General Mixture Models

author: Jacob Schreiber
contact: jmschreiber91@gmail.com

It is frequently the case that the data you have is not explained by a single underlying distribution. If we want to try to recover the underlying distributions, we need to have a model which has multiple components. An example is the following data.



In [5]:

    
from pomegranate import *
%pylab inline
import numpy as np









    



Populating the interactive namespace from numpy and matplotlib






    



WARNING: pylab import has clobbered these variables: ['random', 'log']
`%matplotlib` prevents importing * from pylab and numpy



In [6]:

    
data = np.concatenate( (np.random.randn(250, 1) * 2.75 + 1.25, np.random.randn(500, 1) * 1.2 + 7.85) )
np.random.shuffle(data)
plt.hist( data, edgecolor='c', color='c', bins=20 )









    Out[6]:





(array([   1.,    0.,    0.,   10.,   13.,   28.,   26.,   30.,   38.,
          28.,   21.,   21.,   21.,   20.,   85.,  149.,  151.,   77.,
          27.,    4.]),
 array([ -7.30907852,  -6.36311627,  -5.41715401,  -4.47119176,
         -3.5252295 ,  -2.57926725,  -1.633305  ,  -0.68734274,
          0.25861951,   1.20458177,   2.15054402,   3.09650628,
          4.04246853,   4.98843078,   5.93439304,   6.88035529,
          7.82631755,   8.7722798 ,   9.71824206,  10.66420431,  11.61016656]),
 <a list of 20 Patch objects>)

We can create our initial estimate of what this distribution is a General Mixture Model.
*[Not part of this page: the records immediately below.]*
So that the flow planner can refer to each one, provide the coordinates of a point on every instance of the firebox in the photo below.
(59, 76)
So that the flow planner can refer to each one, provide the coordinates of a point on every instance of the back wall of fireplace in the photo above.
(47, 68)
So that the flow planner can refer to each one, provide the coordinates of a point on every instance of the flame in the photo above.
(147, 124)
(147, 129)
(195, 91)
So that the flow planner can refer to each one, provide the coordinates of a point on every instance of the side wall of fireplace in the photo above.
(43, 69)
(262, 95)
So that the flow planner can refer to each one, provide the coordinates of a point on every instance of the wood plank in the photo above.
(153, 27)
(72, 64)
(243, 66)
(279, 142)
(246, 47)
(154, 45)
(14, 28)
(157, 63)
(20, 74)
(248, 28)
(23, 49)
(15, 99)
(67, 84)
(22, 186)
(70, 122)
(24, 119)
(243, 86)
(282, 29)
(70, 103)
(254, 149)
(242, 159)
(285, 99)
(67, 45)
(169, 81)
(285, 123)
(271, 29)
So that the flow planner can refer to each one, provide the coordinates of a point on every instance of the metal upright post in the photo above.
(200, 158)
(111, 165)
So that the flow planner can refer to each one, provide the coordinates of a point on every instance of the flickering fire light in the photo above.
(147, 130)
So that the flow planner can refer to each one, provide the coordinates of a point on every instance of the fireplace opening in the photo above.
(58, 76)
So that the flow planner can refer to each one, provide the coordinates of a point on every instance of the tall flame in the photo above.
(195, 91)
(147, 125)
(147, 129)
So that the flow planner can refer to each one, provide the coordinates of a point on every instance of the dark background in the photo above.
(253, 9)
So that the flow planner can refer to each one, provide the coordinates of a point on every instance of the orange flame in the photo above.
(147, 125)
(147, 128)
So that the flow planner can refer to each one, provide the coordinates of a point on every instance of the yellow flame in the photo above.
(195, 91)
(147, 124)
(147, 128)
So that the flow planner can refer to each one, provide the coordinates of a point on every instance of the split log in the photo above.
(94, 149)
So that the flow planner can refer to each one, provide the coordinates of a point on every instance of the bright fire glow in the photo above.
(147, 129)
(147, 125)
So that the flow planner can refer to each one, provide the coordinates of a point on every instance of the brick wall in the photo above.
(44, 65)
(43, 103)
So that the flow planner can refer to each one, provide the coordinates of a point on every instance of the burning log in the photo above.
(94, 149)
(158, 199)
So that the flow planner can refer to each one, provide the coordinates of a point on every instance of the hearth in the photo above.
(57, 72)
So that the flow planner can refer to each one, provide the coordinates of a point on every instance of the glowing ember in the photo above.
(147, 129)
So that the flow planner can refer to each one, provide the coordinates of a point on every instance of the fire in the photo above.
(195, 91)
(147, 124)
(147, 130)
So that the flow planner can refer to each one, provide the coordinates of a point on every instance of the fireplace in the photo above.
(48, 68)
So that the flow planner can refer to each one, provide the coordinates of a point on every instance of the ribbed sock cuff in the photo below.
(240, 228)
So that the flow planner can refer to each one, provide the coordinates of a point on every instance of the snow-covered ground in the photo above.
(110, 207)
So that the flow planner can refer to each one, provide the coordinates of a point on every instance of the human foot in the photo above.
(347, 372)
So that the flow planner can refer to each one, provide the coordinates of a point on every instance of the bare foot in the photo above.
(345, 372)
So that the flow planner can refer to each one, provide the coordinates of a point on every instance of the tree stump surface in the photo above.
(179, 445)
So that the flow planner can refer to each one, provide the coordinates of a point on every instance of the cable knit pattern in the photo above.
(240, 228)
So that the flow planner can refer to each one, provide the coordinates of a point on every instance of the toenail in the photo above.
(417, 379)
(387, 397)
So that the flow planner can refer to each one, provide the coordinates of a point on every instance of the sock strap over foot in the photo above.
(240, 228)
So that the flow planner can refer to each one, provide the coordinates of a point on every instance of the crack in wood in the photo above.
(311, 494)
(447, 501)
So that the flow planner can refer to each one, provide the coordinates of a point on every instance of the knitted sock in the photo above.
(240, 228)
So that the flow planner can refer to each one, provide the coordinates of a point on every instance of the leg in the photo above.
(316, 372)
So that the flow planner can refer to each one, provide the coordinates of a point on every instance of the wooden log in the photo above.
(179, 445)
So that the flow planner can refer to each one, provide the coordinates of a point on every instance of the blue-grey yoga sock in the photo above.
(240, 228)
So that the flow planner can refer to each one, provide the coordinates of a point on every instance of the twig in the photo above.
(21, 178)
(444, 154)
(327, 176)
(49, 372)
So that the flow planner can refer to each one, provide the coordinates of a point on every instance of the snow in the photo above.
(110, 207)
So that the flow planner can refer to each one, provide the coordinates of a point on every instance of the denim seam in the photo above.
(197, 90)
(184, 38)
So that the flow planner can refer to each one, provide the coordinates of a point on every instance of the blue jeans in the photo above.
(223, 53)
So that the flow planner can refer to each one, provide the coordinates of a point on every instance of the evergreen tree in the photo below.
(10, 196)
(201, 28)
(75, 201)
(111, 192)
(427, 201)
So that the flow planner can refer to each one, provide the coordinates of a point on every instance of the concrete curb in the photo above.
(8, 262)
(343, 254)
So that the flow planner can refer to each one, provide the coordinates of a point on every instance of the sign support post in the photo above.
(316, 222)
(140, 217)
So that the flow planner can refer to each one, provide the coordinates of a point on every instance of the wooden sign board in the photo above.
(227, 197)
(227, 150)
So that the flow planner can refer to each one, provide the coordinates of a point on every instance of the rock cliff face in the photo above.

This is a model which is comprised of multiple distributions, and weights on those distributions representing the prior probability of a point falling under that distribution given no knowledge of the point itself (defaults to equal). We can have univariate mixture models by using univariate distributions, or multivariate distributions by using multivariate distributions.

Gaussian Mixture Models



In [7]:

    
d = GeneralMixtureModel( [NormalDistribution(2.5, 1), NormalDistribution(8, 1)] )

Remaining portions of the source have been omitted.